Failover

The Cluster service attempts to fail over a group when:

  • The node currently hosting the group becomes inactive for any reason.
  • One of the resources within the group fails, and the resource's RestartAction property is set to ClusterResourceRestartNotify.
  • An administrator or developer forces failover.

A failover attempt consists of the following steps:

  1. The Cluster service takes all the resources in the group offline in an order determined by the group's dependency hierarchy: dependent resources first, followed by the resources on which they depend. For example, if an application depends on a Physical Disk resource, the Cluster service takes the application offline first, allowing the application to write changes to the disk before the disk is taken offline.

    The Cluster service takes a resource offline by invoking, through a Resource Monitor, the Offline entry point function of the resource DLL managing the resource.
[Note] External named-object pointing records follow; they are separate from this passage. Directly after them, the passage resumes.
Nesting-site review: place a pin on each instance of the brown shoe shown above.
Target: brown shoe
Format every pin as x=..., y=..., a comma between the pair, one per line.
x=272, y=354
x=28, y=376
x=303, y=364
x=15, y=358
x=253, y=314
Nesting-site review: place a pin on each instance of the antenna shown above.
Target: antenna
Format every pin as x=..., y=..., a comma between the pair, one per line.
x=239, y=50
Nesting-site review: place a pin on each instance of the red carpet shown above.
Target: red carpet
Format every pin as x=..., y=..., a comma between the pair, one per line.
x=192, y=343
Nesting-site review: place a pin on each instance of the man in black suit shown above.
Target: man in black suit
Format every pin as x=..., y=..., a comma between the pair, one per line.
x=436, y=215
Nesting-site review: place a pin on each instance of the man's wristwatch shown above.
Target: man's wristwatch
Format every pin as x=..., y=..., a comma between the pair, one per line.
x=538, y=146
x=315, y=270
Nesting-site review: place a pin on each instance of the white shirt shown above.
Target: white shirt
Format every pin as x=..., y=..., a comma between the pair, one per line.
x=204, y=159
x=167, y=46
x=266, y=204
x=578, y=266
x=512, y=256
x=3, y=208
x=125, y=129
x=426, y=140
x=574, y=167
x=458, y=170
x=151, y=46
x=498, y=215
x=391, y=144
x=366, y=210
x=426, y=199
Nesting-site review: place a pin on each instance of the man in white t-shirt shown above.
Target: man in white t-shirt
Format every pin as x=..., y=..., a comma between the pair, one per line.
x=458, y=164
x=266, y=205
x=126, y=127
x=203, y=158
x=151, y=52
Offline implements shutdown procedures for the resource. If the resource does not shut down within a time limit specified by the resource's PendingTimeout property, the Cluster service forcefully terminates the resource by calling the resource DLL's Terminate entry point function.

  2. When all of the resources are offline, the Cluster service attempts to transfer the group to the node that is listed next on the group's list of preferred host nodes.

  3. If the Cluster service successfully moves the group to another node, it attempts to bring all of the group's resources online, this time starting at the bottom of the dependency hierarchy. Failover is complete when all of the group's resources are online on the new node.

The Cluster service continues attempting to fail over a group until it succeeds or until a specified number of attempts have been made within a specified time span. A group's FailoverThreshold and FailoverPeriod properties specify a maximum number of failover attempts that can occur in an interval of time. If the Cluster service exceeds this limit, it concludes that the group cannot be brought online anywhere in the cluster and stops trying to fail over the group.

Ways to control failover policy

  • Define how the failover cluster detects and responds to the failure of individual resources in the group. For information, see Resource Failure.
  • Control the order in which the Cluster service takes resources offline by establishing dependency relationships between resources. For information, see Resource Dependencies.
  • When developing custom resource types, provide implementations of Offline specific to the needs of the resource being supported. Offline should shut down the resource quickly and gracefully. For information, see Implementing Offline.
  • Specify a resource's PendingTimeout property to control how long the Cluster service waits for the resource to shut down gracefully.
  • Maintain an accurate, prioritized list of the nodes that can act as host for the group. Make sure the nodes on the list have the capacity to host the group effectively. For information, see SetClusterGroupNodeList and Enumerating Objects.
  • Adjust a group's FailoverThreshold and FailoverPeriod properties to control how the group responds to unsuccessful failover. For more information on working with properties, see Setting Properties.